2. Are there any dissertations, papers, articles, or monographs that
explore how campus clergy fostered and channeled student dissent at colleges
and universities and the extent of their involvement in radical activism?
The Claremont chaplains led marches and rallies, established a draft
counseling center, and delivered radical sermons during chapel services.
Claremont Colleges Chaplain James Joseph, who later served as President
Clinton's ambassador to South Africa, once delivered a sermon endorsing the
Black Manifesto penned by James Forman. Essentially, the Claremont clergy
turned the campus religious activities center into the physical and
spiritual hub of white radical activism on campus.

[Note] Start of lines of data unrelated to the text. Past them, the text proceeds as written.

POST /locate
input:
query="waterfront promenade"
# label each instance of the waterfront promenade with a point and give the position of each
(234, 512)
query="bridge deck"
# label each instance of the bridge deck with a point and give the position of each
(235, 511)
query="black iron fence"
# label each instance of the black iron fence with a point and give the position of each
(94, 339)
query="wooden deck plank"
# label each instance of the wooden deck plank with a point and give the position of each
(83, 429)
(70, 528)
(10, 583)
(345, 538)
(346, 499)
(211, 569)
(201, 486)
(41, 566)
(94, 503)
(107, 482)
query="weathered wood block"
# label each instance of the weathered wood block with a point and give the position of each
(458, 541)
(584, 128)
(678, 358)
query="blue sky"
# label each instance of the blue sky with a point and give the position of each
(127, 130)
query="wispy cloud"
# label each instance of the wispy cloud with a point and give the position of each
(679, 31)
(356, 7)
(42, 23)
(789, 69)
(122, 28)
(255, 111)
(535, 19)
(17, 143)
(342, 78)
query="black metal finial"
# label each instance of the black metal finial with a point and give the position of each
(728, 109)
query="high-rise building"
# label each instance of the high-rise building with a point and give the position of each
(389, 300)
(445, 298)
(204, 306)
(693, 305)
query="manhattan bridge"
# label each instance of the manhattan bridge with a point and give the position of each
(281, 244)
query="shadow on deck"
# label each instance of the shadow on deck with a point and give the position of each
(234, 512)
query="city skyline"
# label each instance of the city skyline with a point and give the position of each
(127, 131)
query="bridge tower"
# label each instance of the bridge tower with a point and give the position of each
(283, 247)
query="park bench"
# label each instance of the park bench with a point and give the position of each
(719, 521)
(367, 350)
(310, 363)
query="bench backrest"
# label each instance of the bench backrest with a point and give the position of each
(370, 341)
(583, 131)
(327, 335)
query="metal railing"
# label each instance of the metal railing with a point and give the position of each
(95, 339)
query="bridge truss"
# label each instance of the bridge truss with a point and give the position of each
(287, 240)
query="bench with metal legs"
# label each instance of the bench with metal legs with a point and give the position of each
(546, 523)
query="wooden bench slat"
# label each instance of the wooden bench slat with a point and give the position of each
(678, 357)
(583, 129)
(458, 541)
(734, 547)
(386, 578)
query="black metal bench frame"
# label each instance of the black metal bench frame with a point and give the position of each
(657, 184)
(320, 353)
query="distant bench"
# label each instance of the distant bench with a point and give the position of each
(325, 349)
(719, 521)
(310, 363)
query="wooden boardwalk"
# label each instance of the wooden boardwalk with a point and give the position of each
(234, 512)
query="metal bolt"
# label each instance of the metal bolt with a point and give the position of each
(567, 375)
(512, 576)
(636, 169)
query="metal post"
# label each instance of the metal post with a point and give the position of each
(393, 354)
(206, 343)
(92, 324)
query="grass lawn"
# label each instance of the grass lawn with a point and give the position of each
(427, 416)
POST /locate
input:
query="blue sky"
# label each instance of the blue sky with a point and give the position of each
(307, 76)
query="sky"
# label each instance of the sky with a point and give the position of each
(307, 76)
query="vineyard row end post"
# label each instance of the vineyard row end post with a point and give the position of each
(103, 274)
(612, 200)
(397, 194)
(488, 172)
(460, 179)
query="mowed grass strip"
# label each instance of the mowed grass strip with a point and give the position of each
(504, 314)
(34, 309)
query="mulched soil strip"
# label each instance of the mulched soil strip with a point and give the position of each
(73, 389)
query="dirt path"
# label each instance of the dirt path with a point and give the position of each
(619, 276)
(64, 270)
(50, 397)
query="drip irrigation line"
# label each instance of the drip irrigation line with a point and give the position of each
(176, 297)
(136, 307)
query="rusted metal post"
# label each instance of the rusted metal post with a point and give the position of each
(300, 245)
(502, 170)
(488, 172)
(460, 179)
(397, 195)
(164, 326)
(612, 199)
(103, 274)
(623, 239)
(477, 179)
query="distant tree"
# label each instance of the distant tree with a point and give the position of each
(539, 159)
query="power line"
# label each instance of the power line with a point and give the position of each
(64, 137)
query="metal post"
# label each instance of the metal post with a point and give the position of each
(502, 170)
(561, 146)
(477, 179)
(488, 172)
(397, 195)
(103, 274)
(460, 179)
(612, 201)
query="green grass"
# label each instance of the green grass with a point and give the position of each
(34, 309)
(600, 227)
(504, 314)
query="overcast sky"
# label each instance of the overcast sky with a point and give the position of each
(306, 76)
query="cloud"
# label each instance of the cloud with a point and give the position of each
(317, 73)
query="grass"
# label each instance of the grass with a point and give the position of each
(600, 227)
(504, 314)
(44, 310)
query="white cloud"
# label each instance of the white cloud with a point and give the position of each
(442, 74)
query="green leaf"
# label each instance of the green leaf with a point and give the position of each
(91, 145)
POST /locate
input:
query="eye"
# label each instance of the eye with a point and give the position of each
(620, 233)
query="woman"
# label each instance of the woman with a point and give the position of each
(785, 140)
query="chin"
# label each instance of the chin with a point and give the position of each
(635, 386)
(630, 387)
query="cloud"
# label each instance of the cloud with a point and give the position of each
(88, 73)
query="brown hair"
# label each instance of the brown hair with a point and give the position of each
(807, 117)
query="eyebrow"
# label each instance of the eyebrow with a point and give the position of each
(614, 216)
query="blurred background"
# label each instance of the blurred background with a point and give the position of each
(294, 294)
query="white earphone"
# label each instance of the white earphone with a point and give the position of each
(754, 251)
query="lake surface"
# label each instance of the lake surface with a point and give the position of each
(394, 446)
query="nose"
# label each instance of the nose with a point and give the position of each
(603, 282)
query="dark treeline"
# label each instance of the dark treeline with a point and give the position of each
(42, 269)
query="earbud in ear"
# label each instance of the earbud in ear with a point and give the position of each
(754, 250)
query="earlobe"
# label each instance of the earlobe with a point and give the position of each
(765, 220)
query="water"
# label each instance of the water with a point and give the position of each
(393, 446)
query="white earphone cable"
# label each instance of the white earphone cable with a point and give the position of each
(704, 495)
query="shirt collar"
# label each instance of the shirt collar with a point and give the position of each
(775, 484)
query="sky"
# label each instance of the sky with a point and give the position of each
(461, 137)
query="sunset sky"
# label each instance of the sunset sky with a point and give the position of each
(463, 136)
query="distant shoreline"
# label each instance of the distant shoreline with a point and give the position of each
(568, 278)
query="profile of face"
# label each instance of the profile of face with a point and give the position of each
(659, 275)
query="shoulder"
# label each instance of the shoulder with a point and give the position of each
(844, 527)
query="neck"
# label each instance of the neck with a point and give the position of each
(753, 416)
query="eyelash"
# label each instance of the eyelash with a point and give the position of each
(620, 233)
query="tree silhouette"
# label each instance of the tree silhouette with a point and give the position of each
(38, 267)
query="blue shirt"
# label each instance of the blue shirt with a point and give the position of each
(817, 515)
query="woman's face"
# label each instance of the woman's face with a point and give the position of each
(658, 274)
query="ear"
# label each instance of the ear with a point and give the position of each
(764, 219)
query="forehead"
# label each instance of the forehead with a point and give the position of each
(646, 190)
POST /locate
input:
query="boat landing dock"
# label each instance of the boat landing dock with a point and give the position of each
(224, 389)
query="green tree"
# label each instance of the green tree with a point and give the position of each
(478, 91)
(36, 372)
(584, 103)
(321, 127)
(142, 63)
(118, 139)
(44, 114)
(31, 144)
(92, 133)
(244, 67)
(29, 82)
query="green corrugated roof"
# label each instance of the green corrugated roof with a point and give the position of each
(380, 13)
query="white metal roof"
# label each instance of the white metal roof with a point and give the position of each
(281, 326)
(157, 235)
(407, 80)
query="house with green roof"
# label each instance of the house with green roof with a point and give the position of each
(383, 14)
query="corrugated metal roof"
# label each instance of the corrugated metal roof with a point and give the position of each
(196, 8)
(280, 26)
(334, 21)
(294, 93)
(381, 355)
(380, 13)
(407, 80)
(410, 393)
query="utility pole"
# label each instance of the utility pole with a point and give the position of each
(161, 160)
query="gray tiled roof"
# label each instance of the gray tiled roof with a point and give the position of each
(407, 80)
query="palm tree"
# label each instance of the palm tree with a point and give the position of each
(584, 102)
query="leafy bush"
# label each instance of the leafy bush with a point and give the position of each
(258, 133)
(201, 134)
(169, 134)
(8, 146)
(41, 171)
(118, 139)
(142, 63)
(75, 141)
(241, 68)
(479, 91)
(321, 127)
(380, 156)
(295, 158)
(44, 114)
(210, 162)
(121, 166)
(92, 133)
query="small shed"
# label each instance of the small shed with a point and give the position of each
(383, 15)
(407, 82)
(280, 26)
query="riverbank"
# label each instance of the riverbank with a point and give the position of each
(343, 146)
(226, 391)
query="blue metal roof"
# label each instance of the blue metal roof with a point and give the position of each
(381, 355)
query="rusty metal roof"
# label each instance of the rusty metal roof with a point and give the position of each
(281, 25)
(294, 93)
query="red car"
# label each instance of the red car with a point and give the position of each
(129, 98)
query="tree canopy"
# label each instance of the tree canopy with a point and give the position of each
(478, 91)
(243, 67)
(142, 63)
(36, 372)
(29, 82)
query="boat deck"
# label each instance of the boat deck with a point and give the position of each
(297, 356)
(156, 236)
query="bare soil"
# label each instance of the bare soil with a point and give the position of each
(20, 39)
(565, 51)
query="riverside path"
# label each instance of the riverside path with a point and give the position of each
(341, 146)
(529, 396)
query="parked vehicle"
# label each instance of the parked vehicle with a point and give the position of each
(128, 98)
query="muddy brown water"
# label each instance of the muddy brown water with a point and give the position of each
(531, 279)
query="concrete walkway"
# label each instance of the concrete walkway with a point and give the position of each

Doug Rossinow's book (The Politics of Authenticity) explores how the
University of Texas-Austin YM/YWCA and the Christian-Faith-and-Life
Community fostered liberal dissent in the early Sixties. However, once he
starts discussing the latter New Left (1966-1970), the religious aspect
disappears from his narrative. Ken Heineman's Campus Wars occasionally
makes reference to clergy activism at the four public colleges he profiled
(Michigan State, SUNY-Buffalo, Kent State, and Penn State). Are there any
historiographical materials that specifically examine the activist role
played by campus clergy?
3. Are there any dissertations, papers, articles, or monographs that
explore campus radicalism at small, private liberal arts colleges? I would
like to compare Claremont activism to the radical activities at comparable
4. Do you know any former Claremont activists who are willing to share
their experiences? The student and community newspapers mention the same
five or so names in every article on student dissent. (FYI, one of those
names is Jim Miller, a former Pomona student and radical anarchist who
attended the 1969 SDS convention supporting Murray Bookchin's anarchist
platform. Miller later wrote Democracy Is in the Streets, which led the
Sixties historiographical avalanche of 1987 and prompted Tom Hayden to
complete his memoirs.) I would like to interview some of the activists who
weren't media darlings to get their opinion on the Movement leaders in
Claremont. Yes Claremont is a relatively small place, but I figure some
subscribers to this list might work with or otherwise know Claremont
Colleges alumni. Perhaps your "six degrees of separation" might produce a
few valuable leads. By the way, if anybody on this list knows the present
whereabouts of one Jim Kulk, I'd greatly appreciate your assistance in
tracking him down. Kulk was a Claremont Graduate School student and leader
of the SDS chapter there. I've inquired around Claremont, but nobody knows
what happened to him after he left in 1970 without completing his Ph.D.
5. (The easiest question to answer!) I'm curious: what is former National
SDS leader Greg Calvert up to these days? I know he went back to school
some years ago and obtained a Ph.D. from the UC Santa Cruz History of
Conciousness program. Is he teaching anywhere?
Thank you for your assistance -- I certainly appreciate whatever tidbits of
information you might provide. Thank you, too, for continuing the
discussion and debate over the many facets of this fascinating era.